The first medical malpractice lawsuit during the administration of euthanasia took place in 2018. When the Dutch passed their laws in 2002, there was no provision stating that the patient had to be capable at the time of administration of the drug. There are even cases where parents call doctors to put their mentally ill children to sleep. If a person in an altered condition or a patient with a developmental disability submits a written request for euthanasia, it will be rejected due to lack of competence. Some jurisdictions also require the presence of two witnesses, and they cannot be a relative or someone who would benefit from an inheritance. As director of prosecutors, Keir Starmer gave the green light to a charge of attempted murder against Kay Gilderdale, whose daughter died in 2008 after being paralyzed by myalgic encephalomyelitis, better known as chronic fatigue syndrome. Kay was acquitted of attempted murder charges in 2010. We must not forget that the legalization of euthanasia is not a guaranteed outcome. If someone makes that decision and it doesn`t work out as intended, it puts them and their doctor in an almost impossible situation. Do you continue to treat the disease? Or are you trying to help that person end their life again? If I had terminal cancer, I would have a few weeks to live, I would have tremendous pain – if only they would actually turn off the switch and legalize this by legalizing euthanasia, I would want it. Of all the arguments against voluntary euthanasia, the most influential is the “slippery slope”: once we allow doctors to kill patients, we can no longer limit murder to those who want to die. The pros and cons of euthanasia must also consider the physician, the patient`s family, and others involved in the decision.

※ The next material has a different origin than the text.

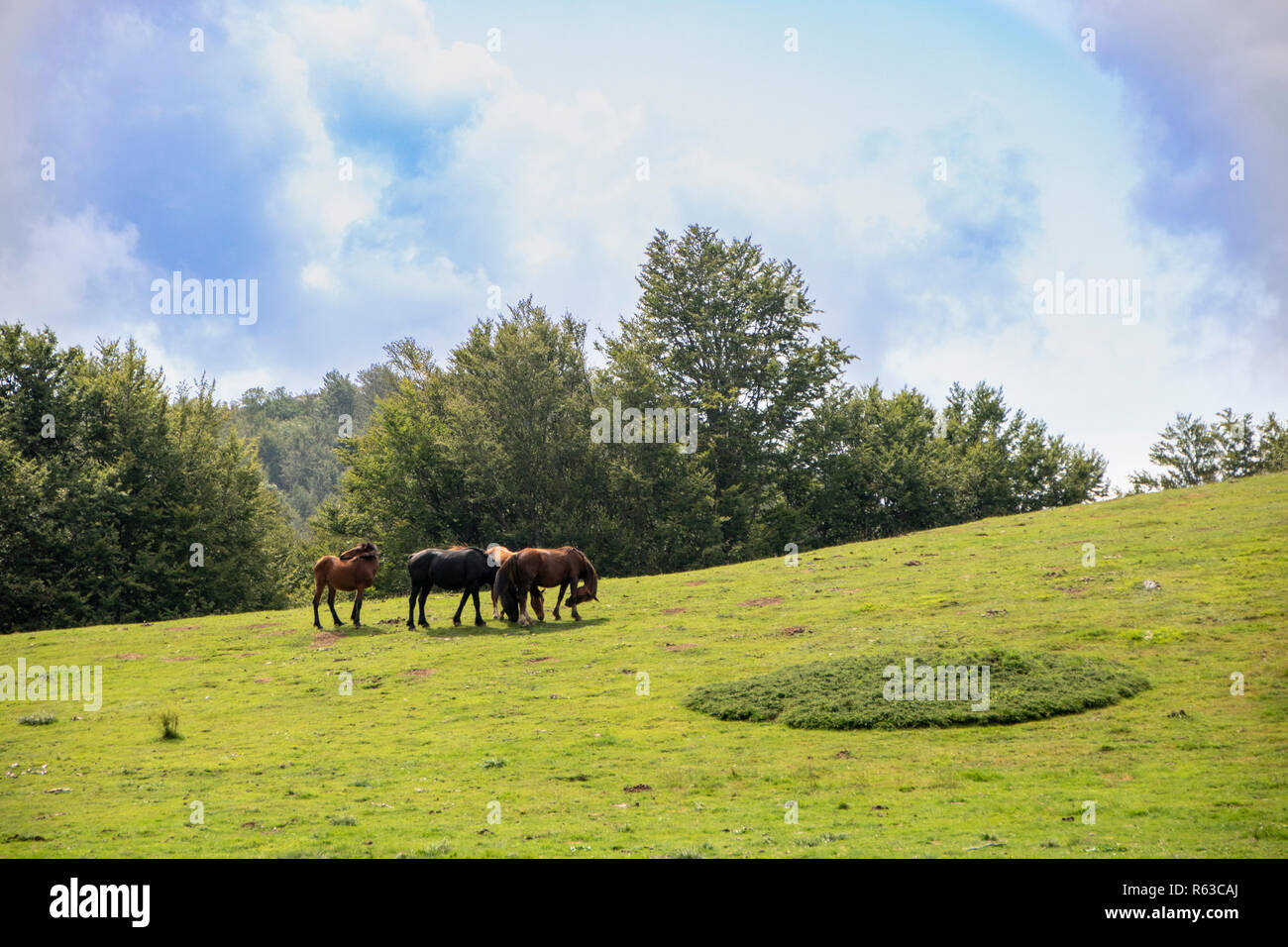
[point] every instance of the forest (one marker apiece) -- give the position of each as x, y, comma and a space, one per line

If someone is mentally fit and wants to do it this way instead of hoping for a miracle, then this option can help them make it a reality. Medically assisted suicide and euthanasia are profound ethical questions that physicians have faced since the birth of Western medicine more than 2,000 years ago. These numbers have been consistent in the United States since 2002, when the first steps of the Death with Dignity Act were taken. The results are similar to what Europe has experienced since the 1990s with its actions in this area. Of course, people who are nearing the end of their lives are not monoliths and show a variety of opinions on the subject of assisted suicide. Some cite religious views to oppose this practice. For example, a survey by Sharp (2019) shows that those who believe in life after death are much less likely to have positive views about euthanasia. Nevertheless, these findings only mean that religious people themselves should not be subjected to euthanasia, not that it should not be an option for the general population. Health care professionals should consider spiritual beliefs when consulting with patients and their families. However, the theological concerns of some people are not sufficient to impose a blanket ban on the practice. Euthanasia could free up medical resources.

With the improvement of technology, people today spend a lot on high-tech healthcare, even in desperate cases. If euthanasia is seen as a choice, no money would be spent on this kind of impasse and the machines could be used by other patients in urgent need.